Multi-Language Spam/Phishing Classification by Email Body Text: Toward Automated Security Incident Investigation

Electronics 2021, 10(6), 668; https://doi.org/10.3390/electronics10060668
by Justinas Rastenis 1,*, Simona Ramanauskaitė 2, Ivan Suzdalev 3, Kornelija Tunaitytė 3, Justinas Janulevičius 1 and Antanas Čenys 1
Reviewer 1: Anonymous
Reviewer 2:
Electronics 2021, 10(6), 668; https://doi.org/10.3390/electronics10060668
Submission received: 15 January 2021 / Revised: 5 March 2021 / Accepted: 7 March 2021 / Published: 12 March 2021
(This article belongs to the Special Issue Cybersecurity and Data Science)

Round 1

Reviewer 1 Report

Authors present an study of performance in the problem of classifiying unsolicited/disturbing e-mails in the categories of SPAM and Phishing. No previous studies have addressed this particular problem, although the problems of separating legitimate emails from spam and phishing emails have been addressed. The study is clearly written and is easy to understand. However, i feel the scientific contribution is quite weak and some issues should be fixed before considering its publication. 

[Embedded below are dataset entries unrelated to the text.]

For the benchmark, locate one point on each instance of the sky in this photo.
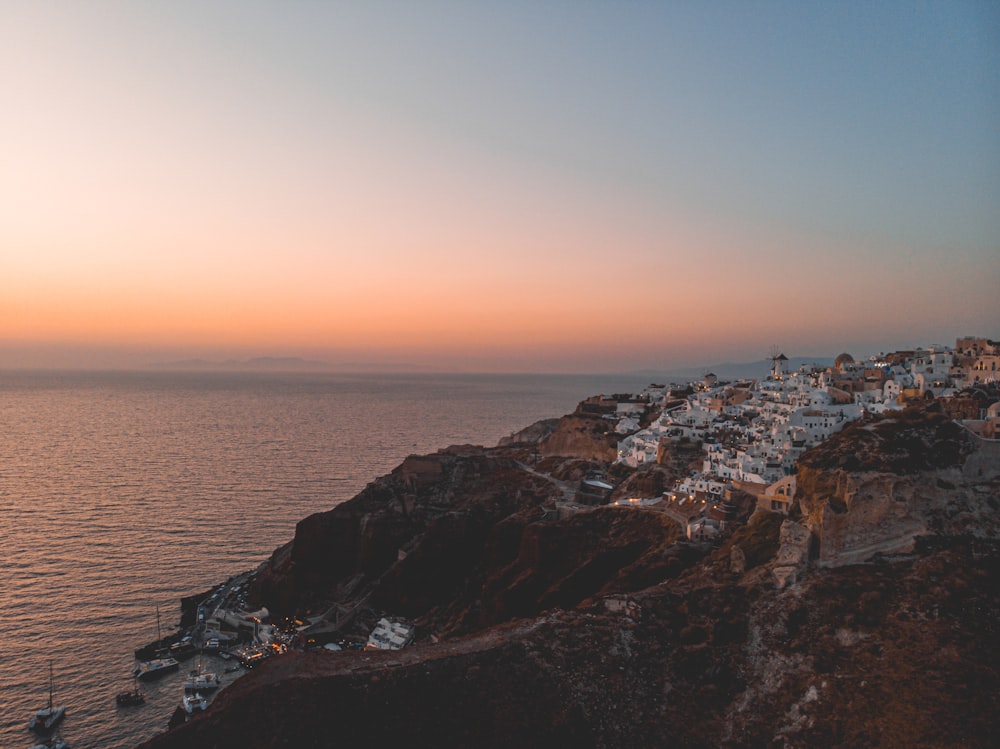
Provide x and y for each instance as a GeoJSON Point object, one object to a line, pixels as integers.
{"type": "Point", "coordinates": [546, 186]}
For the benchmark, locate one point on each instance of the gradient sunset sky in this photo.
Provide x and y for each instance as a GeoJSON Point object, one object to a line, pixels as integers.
{"type": "Point", "coordinates": [496, 186]}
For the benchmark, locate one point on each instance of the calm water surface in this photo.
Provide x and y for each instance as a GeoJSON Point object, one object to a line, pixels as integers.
{"type": "Point", "coordinates": [122, 492]}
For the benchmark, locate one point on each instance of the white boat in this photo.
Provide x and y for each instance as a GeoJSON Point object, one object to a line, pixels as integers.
{"type": "Point", "coordinates": [156, 666]}
{"type": "Point", "coordinates": [46, 718]}
{"type": "Point", "coordinates": [201, 681]}
{"type": "Point", "coordinates": [193, 703]}
{"type": "Point", "coordinates": [54, 743]}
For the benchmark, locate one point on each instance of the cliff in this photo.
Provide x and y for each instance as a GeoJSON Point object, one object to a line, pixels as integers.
{"type": "Point", "coordinates": [603, 628]}
{"type": "Point", "coordinates": [892, 655]}
{"type": "Point", "coordinates": [877, 486]}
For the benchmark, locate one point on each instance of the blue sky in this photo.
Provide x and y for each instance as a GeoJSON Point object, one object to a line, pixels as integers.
{"type": "Point", "coordinates": [441, 181]}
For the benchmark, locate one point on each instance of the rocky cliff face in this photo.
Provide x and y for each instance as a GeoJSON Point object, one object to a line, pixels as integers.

+. IMO (In my opinion), I do not think there is an advantage in solving this problem. Obviously these personal opinions are not relevant, but I think the authors should include some text that makes the reader aware of the usefulness of solving this problem. This text should be included in introduction. This justification should indicate where a process, people's digital lives, etc. can be improved. It is essential that the relevance of the research to any study is justified. In other words: This problem has not been studied before. Is this fact connected to its little or no usefulness?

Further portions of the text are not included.